Le regioni del cervello umano possono ridursi di dimensioni durante la gravidanza, ma hanno una migliore connettività, con solo poche regioni del cervello che rimangono intatte dalla transizione alla maternità.
Le regioni del cervello umano possono ridursi di dimensioni durante la gravidanza, ma hanno una migliore connettività, con solo poche regioni del cervello che rimangono intatte dalla transizione alla maternità, secondo una ricerca pubblicata su Nature Neuroscience.
I risultati, basati su scansioni cerebrali di una madre, possono rappresentare una delle prime mappe complete dei cambiamenti neuroanatomici prima, durante e dopo la gravidanza umana.
Quasi l’85% delle donne rimane incinta almeno una volta nella vita e 140 milioni di donne ogni anno rimangono incinte.
È noto che la gravidanza causa cambiamenti fisiologici nel corpo, ma i corrispondenti cambiamenti neurali non sono ben compresi.
Laura Pritschet e colleghi dell’Università della California hanno analizzato i cambiamenti cerebrali legati alla gravidanza di una donna sana di 38 anni.
Hanno condotto 26 risonanze magnetiche e valutazioni del sangue da 3 settimane prima del concepimento (4 scansioni) attraverso i 3 trimestri di gravidanza, (15 scansioni) fino a 2 anni dopo il parto (7 scansioni), quando il periodo di test è terminato.

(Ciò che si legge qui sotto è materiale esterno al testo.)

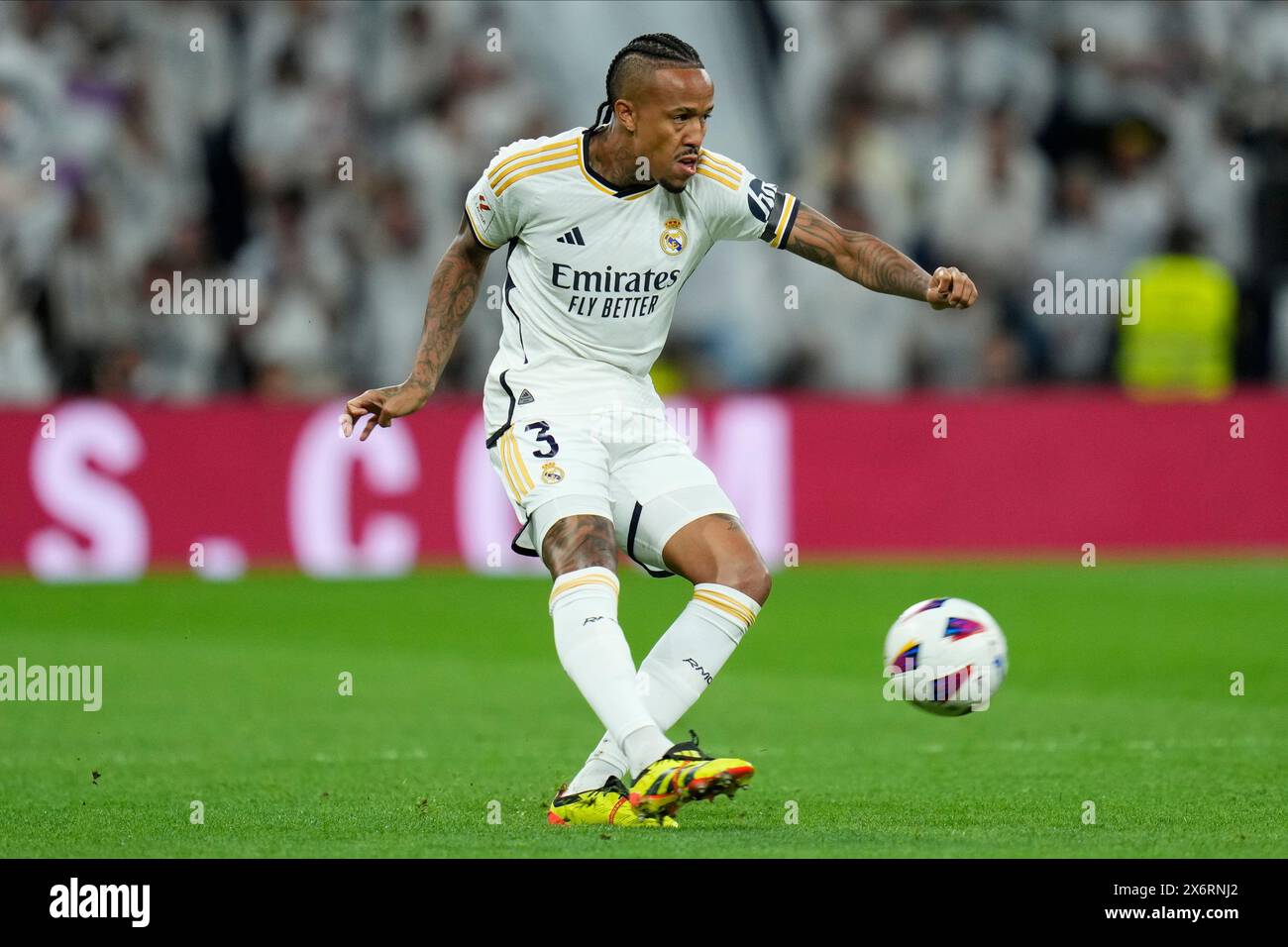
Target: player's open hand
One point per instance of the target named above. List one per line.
(382, 405)
(949, 287)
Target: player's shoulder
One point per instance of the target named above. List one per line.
(531, 158)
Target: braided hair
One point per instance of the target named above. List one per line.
(658, 48)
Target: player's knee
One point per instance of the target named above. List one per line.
(750, 578)
(578, 543)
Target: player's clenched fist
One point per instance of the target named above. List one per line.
(951, 287)
(382, 405)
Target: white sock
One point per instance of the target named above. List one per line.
(677, 672)
(595, 655)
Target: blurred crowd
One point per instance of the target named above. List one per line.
(325, 150)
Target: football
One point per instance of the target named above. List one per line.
(944, 655)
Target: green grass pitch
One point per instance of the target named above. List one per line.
(1119, 693)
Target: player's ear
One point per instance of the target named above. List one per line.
(625, 115)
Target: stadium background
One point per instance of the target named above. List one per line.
(129, 437)
(1167, 146)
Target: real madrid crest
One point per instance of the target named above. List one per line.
(673, 237)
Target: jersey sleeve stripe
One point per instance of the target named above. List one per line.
(542, 169)
(789, 219)
(721, 165)
(496, 172)
(540, 158)
(708, 172)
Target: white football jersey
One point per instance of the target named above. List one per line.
(592, 270)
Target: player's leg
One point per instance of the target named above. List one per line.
(686, 525)
(730, 583)
(581, 554)
(557, 475)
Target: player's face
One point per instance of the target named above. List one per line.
(671, 121)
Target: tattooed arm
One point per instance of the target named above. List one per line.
(876, 264)
(451, 295)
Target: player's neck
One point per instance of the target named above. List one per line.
(612, 157)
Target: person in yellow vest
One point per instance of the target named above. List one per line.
(1177, 326)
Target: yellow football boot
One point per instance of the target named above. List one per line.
(608, 805)
(684, 775)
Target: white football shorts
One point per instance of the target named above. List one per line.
(616, 459)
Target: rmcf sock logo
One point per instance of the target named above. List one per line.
(101, 900)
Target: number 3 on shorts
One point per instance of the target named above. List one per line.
(544, 434)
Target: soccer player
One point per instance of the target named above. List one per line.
(601, 228)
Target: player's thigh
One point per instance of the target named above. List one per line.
(673, 517)
(555, 474)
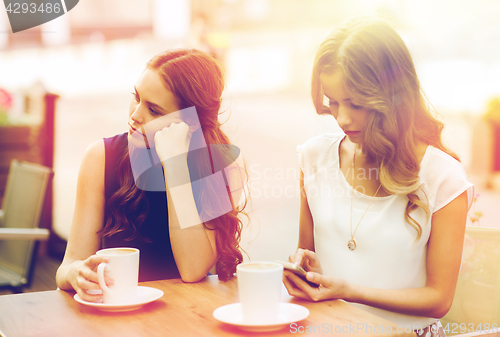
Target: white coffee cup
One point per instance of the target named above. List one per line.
(259, 288)
(123, 269)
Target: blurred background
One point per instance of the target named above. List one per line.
(91, 57)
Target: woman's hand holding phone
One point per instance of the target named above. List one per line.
(307, 260)
(329, 287)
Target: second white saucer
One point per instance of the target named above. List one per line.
(288, 313)
(144, 295)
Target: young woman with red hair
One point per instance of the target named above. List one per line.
(115, 208)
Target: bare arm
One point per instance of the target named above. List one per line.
(76, 270)
(443, 263)
(192, 244)
(194, 247)
(306, 225)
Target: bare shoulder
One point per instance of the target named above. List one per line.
(92, 166)
(421, 149)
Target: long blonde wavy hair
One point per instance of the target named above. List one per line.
(379, 75)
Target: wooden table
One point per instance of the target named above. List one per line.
(184, 310)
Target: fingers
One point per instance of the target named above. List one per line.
(298, 257)
(84, 295)
(291, 287)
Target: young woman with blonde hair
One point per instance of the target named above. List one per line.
(387, 229)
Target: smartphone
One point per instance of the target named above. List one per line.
(297, 270)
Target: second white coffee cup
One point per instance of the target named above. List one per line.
(259, 288)
(123, 269)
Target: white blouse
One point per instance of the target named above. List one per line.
(387, 255)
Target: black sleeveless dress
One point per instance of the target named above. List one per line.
(156, 257)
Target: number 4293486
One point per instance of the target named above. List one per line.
(32, 8)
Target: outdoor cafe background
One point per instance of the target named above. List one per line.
(92, 56)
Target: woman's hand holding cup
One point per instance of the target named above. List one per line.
(84, 278)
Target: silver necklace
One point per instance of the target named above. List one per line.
(351, 244)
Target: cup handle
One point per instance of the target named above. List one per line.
(100, 276)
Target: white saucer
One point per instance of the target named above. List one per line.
(289, 313)
(144, 295)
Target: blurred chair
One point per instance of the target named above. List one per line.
(19, 222)
(477, 296)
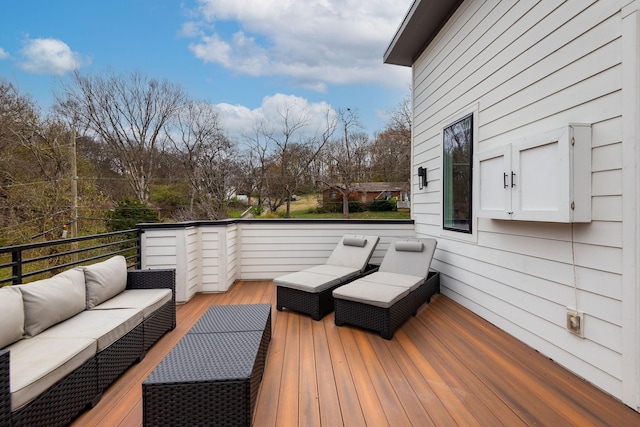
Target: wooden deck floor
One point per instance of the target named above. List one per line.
(445, 367)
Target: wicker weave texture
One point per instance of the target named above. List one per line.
(213, 375)
(5, 398)
(59, 405)
(159, 323)
(115, 359)
(385, 321)
(315, 304)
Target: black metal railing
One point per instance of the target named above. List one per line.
(26, 263)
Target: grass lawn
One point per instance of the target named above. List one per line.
(305, 208)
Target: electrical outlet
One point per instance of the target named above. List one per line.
(575, 322)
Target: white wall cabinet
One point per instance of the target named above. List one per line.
(543, 178)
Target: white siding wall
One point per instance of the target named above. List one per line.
(209, 258)
(269, 250)
(528, 67)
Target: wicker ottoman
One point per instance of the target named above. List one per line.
(213, 375)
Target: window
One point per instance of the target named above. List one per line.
(458, 175)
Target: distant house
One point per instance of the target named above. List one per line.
(366, 192)
(526, 116)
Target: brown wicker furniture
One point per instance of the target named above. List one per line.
(59, 404)
(309, 291)
(384, 300)
(212, 376)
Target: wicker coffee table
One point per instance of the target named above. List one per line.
(213, 374)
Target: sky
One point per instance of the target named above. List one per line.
(249, 58)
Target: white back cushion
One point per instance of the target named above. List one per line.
(11, 315)
(50, 301)
(105, 280)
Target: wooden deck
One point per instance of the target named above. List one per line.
(445, 367)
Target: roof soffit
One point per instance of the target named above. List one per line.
(419, 27)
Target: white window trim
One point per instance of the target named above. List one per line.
(456, 235)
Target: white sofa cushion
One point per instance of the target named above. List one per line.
(148, 300)
(105, 280)
(11, 315)
(105, 326)
(50, 301)
(371, 293)
(39, 363)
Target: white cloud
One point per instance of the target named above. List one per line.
(49, 56)
(239, 121)
(314, 42)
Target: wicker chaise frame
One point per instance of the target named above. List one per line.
(83, 388)
(385, 321)
(315, 304)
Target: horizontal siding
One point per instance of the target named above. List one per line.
(210, 258)
(271, 250)
(529, 67)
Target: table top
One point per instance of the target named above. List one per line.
(209, 357)
(233, 318)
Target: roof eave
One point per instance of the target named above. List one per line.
(419, 27)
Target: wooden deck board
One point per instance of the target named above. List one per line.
(446, 367)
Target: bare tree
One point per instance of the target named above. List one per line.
(208, 159)
(391, 149)
(347, 158)
(283, 154)
(128, 113)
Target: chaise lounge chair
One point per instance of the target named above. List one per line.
(309, 291)
(385, 299)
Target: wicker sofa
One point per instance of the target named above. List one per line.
(64, 340)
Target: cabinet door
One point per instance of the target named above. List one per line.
(541, 178)
(495, 183)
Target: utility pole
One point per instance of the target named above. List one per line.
(74, 186)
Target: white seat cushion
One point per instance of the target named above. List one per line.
(105, 326)
(38, 363)
(307, 281)
(148, 300)
(371, 293)
(395, 279)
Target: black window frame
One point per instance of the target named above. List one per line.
(448, 221)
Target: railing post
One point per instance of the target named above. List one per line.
(16, 269)
(139, 251)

Queste scansioni sono state confrontate con i cambiamenti cerebrali osservati in 8 individui di controllo.
Gli autori hanno riscontrato diminuzioni diffuse del volume e dello spessore corticale entro la nona settimana di gravidanza, in particolare in regioni come la rete della modalità predefinita, che è associata alla cognizione sociale.
Hanno anche osservato aumenti della microstruttura della sostanza bianca, del volume ventricolare e del liquido cerebrospinale.
Questi cambiamenti sono stati associati all’aumento dei livelli di estradiolo e progesterone ormonale, con alcuni che persistono dopo la nascita.
Alcuni di questi cambiamenti persistevano a due anni dopo il parto, tra cui la riduzione del volume e dello spessore corticale, mentre altri tornavano a livelli simili a quelli del preconcepimento circa due mesi dopo la nascita.
Sebbene siano necessarie ulteriori ricerche per indagare gli impatti a lungo termine della gravidanza sul cervello e la consistenza di questi cambiamenti cerebrali in una popolazione più ampia, i risultati migliorano la nostra comprensione dei cambiamenti neurali associati alla gravidanza.
Ci sono anche potenziali implicazioni per la salute mentale perinatale (come gli effetti neurologici legati alla pre-eclampsia o all’edema), i comportamenti genitoriali e l’invecchiamento cerebrale, suggeriscono gli autori.